Discovery of ads web hosts through traffic data analysis

  • Authors:
  • V. Bacarella;F. Giannotti;M. Nanni;D. Pedreschi

  • Affiliations:
  • University of Pisa, Pisa, Italy;ISTI-CNR, Pisa, Italy;ISTI-CNR, Pisa, Italy;University of Pisa, Pisa, Italy

  • Venue:
  • Proceedings of the 9th ACM SIGMOD workshop on Research issues in data mining and knowledge discovery
  • Year:
  • 2004

Quantified Score

Hi-index 0.00

Visualization

Abstract

One of the most actual problems on web crawling -- the most expensive task of any search engine, in terms of time and bandwidth consumption -- is the detection of useless segments of Internet. In some cases such segments are purposely created to deceive the crawling engine while, in others, they simply do not contain any useful information.

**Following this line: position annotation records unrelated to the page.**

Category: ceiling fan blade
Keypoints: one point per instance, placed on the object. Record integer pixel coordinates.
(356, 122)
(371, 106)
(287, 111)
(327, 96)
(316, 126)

Currently, the typical approach to the problem consists in using a human-compiled blacklist of sites to avoid (e.g., advertising sites and web counters), but, due to the strongly dynamical nature of Internet, keeping them manually up-to-date is quite unfeasible. In this work we present a web usage statistics-based solution to the problem, aimed at automatically -- and, therefore, dynamically -- building blacklists of sites that the users of a monitored web-community consider (or appear to consider) useless or uninteresting. Our method performs a linear time complexity analysis on the traffic information which yields an abstraction of the linked web which can be incrementally up-dated, therefore allowing a streaming computation. The crawler can use the list produced in this way to prune out such sites or to give them a low priority before the (re-)spidering activity starts and, therefore, without analysing the content of crawled documents.